SIO-001: Streaming Reads

Invariant: Backend.read(path) returns a BinaryIO stream positioned at the start. Postconditions: The caller is responsible for consuming and closing the stream. The returned stream is not guaranteed to be seekable. Seekability is a backend-level property (e.g. local files are seekable, HTTP-based streams typically are not), not a Store API contract. Callers that require seekability should use Store.read_seekable(). Pre-loading the full file into memory before returning (e.g. returning io.BytesIO) is acceptable for backends that do not declare Capability.LAZY_READ — the requirement is only that a valid BinaryIO is returned, not that data is fetched lazily.
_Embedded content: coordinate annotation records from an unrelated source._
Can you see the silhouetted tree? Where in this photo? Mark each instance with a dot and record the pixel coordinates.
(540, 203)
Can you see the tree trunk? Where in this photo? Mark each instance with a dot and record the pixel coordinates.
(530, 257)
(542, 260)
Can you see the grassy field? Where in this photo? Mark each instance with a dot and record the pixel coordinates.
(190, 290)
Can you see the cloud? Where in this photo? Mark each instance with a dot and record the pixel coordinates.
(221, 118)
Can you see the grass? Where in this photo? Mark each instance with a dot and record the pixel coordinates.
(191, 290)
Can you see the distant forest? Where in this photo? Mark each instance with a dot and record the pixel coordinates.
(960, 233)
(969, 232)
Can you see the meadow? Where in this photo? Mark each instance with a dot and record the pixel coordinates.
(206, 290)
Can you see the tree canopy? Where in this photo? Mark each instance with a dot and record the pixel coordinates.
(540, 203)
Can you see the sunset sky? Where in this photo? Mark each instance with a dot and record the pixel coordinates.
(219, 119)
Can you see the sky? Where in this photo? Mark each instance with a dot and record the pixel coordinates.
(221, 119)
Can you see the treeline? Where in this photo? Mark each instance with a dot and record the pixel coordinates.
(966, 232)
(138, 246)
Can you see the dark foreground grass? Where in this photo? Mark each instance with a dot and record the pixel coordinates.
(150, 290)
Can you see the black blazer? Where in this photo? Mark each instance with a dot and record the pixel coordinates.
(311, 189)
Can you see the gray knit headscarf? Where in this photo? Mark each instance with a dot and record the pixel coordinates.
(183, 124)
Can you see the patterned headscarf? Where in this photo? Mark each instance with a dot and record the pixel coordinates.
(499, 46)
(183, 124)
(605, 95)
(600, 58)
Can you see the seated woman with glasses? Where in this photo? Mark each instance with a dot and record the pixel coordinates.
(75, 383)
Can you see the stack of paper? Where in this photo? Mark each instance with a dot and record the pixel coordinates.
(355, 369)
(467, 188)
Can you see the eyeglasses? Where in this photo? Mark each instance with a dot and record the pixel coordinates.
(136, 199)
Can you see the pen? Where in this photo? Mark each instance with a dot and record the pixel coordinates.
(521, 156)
See SIO-009. Acquire-then-wrap safety invariant: Between acquiring a raw native handle (e.g. an s3fs file object, a paramiko SFTPFile, an Azure downloader) and returning the wrapped BinaryIO to the caller, the backend MUST guarantee the raw handle is closed if any part of the wrapping step raises. The recommended implementation is a helper that closes raw on exception before re-raising:

raw = self._native_open(path)
try:
    return _ErrorMappingStream(raw, ...)
except BaseException:
    raw.close()
    raise

Failure to observe this invariant causes resource leaks even when the caller never receives the stream and therefore cannot close it. Example:

stream = backend.read("data.bin")
chunk = stream.read(4096)

SIO-002: Convenience Reads

Invariant: Backend.read_bytes(path) reads the full content into memory and returns bytes. Postconditions: This is a convenience method — internally it reads the full stream.

SIO-003: Writable Content

Invariant: Write operations accept WritableContent = BinaryIO | bytes. Postconditions: If BinaryIO is provided, the backend reads from the current position to EOF. If bytes is provided, the full byte string is written.

SIO-004: No Partial Reads on Error

Invariant: If a read operation fails (e.g. NotFound), no partial stream is returned. Postconditions: The error is raised before any data is returned.
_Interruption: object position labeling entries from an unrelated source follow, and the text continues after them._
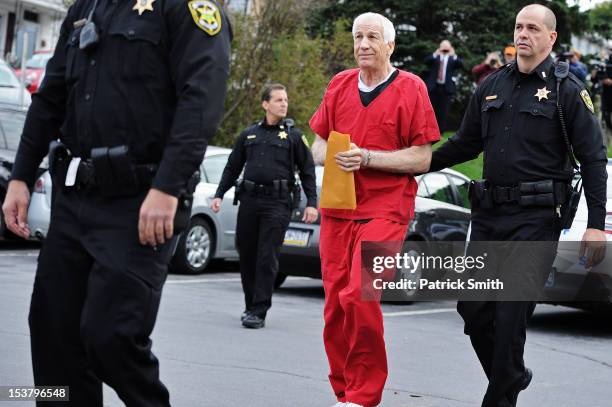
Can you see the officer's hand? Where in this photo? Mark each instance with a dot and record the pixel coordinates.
(156, 223)
(215, 205)
(593, 245)
(350, 160)
(310, 215)
(15, 208)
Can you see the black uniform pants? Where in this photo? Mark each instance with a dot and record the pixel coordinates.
(440, 101)
(95, 301)
(497, 329)
(260, 231)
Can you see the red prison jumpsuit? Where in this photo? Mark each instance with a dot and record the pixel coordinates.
(399, 117)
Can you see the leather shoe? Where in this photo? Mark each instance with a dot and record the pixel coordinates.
(253, 322)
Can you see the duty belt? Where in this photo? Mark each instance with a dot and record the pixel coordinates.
(86, 175)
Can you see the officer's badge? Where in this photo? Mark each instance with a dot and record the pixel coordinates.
(143, 5)
(587, 100)
(206, 15)
(542, 94)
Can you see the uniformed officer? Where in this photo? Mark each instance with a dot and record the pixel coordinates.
(134, 91)
(512, 117)
(268, 152)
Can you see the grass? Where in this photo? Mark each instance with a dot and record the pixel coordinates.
(471, 169)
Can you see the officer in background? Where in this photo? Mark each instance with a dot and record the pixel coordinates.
(512, 117)
(268, 151)
(134, 92)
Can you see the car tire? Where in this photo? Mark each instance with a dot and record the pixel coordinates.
(279, 280)
(195, 248)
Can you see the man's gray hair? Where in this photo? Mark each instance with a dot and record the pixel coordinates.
(387, 25)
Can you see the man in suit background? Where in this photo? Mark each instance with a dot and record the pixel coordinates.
(440, 84)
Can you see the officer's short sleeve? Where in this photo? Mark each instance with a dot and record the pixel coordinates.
(199, 52)
(423, 125)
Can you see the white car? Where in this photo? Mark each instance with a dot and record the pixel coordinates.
(209, 235)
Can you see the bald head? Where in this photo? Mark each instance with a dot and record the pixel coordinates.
(548, 17)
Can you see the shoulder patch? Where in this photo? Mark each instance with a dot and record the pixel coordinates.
(584, 94)
(206, 16)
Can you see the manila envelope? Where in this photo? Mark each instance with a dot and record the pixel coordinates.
(338, 190)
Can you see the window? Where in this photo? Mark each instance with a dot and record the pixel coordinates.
(213, 167)
(11, 126)
(462, 186)
(436, 186)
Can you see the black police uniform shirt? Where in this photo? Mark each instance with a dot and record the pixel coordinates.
(512, 117)
(264, 151)
(155, 81)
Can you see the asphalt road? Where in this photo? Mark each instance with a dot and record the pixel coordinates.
(208, 359)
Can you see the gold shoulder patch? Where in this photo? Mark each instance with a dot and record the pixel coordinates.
(584, 94)
(206, 15)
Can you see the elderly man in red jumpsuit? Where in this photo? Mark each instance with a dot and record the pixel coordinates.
(389, 116)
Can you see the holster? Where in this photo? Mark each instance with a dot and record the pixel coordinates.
(568, 209)
(59, 160)
(479, 194)
(185, 203)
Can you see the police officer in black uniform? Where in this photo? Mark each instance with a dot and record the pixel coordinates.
(513, 118)
(268, 151)
(134, 92)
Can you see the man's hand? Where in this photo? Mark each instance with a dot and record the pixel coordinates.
(593, 245)
(15, 208)
(215, 205)
(350, 160)
(156, 223)
(310, 215)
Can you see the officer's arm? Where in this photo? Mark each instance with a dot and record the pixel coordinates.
(587, 143)
(46, 113)
(199, 66)
(319, 150)
(464, 145)
(305, 163)
(234, 166)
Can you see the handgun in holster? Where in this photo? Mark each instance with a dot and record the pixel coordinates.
(185, 203)
(239, 186)
(59, 160)
(569, 207)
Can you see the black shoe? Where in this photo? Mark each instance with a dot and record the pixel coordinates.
(253, 322)
(522, 385)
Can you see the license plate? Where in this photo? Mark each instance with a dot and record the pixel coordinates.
(296, 237)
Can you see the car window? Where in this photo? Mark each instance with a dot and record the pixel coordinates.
(213, 167)
(38, 61)
(436, 186)
(11, 124)
(8, 78)
(462, 186)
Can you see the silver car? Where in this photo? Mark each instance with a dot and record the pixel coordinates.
(209, 235)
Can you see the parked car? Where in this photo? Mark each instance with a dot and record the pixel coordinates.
(442, 213)
(10, 87)
(35, 69)
(209, 235)
(12, 118)
(568, 278)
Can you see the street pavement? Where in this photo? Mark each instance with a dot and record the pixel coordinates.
(208, 359)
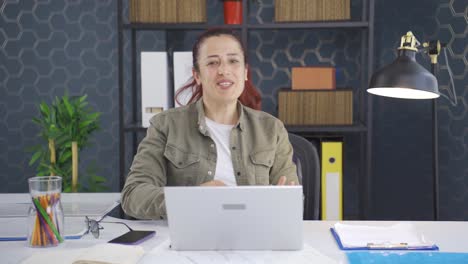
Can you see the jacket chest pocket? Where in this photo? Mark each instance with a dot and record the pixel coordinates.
(182, 166)
(262, 162)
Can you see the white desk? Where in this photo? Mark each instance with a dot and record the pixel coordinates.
(319, 245)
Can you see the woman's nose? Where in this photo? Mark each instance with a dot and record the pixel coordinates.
(222, 69)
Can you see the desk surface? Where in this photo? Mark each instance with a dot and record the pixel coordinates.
(319, 245)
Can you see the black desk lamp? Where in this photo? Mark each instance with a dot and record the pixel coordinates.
(405, 78)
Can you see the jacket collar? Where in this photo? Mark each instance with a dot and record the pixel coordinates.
(201, 117)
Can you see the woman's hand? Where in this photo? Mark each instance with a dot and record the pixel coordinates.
(213, 183)
(282, 181)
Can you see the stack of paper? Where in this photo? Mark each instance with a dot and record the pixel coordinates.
(397, 236)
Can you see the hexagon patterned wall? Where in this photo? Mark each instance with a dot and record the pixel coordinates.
(46, 48)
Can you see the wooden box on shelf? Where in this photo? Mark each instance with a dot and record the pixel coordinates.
(315, 107)
(312, 10)
(313, 78)
(167, 11)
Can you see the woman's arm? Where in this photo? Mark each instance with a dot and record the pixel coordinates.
(142, 195)
(283, 165)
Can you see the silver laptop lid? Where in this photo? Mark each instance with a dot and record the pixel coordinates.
(235, 218)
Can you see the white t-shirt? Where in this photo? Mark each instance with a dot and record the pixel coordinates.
(220, 134)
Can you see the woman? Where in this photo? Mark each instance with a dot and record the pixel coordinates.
(216, 140)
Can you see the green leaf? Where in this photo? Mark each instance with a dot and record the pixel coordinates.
(68, 106)
(34, 158)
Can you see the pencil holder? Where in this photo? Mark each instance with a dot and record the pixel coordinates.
(45, 216)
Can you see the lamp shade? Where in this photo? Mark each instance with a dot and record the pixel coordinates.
(404, 78)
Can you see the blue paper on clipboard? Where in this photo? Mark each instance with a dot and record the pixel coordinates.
(402, 257)
(401, 236)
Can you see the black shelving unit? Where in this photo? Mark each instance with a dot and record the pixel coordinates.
(362, 126)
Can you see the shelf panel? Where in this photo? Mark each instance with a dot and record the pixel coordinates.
(135, 128)
(306, 25)
(291, 25)
(176, 26)
(356, 128)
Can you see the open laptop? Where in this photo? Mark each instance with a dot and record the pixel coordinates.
(235, 218)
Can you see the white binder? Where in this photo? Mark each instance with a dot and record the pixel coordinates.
(182, 75)
(154, 85)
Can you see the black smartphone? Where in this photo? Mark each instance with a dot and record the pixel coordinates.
(133, 237)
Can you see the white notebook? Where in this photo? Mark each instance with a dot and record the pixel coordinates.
(99, 254)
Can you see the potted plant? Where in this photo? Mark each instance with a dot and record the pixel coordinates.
(66, 126)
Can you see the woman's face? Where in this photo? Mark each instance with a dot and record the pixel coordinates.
(222, 70)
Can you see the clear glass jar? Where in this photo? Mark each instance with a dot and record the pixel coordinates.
(45, 216)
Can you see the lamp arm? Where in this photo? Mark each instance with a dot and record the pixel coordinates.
(454, 92)
(433, 48)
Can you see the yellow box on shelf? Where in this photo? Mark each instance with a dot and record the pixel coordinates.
(332, 180)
SIO-005: Cancellation Propagation

Invariant: Cancellation (e.g. closing a stream mid-read) propagates naturally through the I/O stack. Postconditions: Partially opened resources are cleaned up where possible. Cancellation is never swallowed or remapped.

SIO-006: No Framework Dependencies

Invariant: Streaming I/O uses only typing.BinaryIO (stdlib). No dependency on anyio, asyncio, or trio. Rationale: See ADR-0001.

SIO-007: Text Convenience Reads

Invariant: Store.read_text(path, *, encoding="utf-8", errors="strict") reads the full content via read_bytes() and decodes it to str. Postconditions: This is a Store-level convenience — no backend changes. Raises UnicodeDecodeError on decode failure with errors="strict". See 028-read-text.md (RTXT-001).

SIO-008: Seekable Read Capability

Invariant: Capability.SEEKABLE_READ indicates that Backend.read() always returns a seekable stream (stream.seekable() is True). Postconditions: This is a static guarantee — callers can check store.supports(Capability.SEEKABLE_READ) once at setup time instead of checking every stream. All backends support Store.read_seekable() regardless of this capability — the capability indicates zero-overhead (no spooling needed). See also: 036-seekable-read.md, ADR-0017.

SIO-009: Lazy Read Capability

Invariant: Capability.LAZY_READ indicates that Backend.read() fetches data lazily on demand from the native source. Backends that load the full file contents into memory before returning a stream do not declare this capability. Postconditions: When Capability.LAZY_READ is declared, the stream is connected to the native source and data is pulled as the caller reads. Reading only a small prefix of a large file is expected to avoid loading the full file, though the exact savings depend on backend-level buffering (e.g. s3fs read-ahead, TCP receive buffers). Callers can use store.supports(Capability.LAZY_READ) to decide whether partial reads are likely efficient. Backends without LAZY_READ (e.g. in-memory, SQL blob) still return a valid BinaryIO stream — it just wraps pre-loaded data.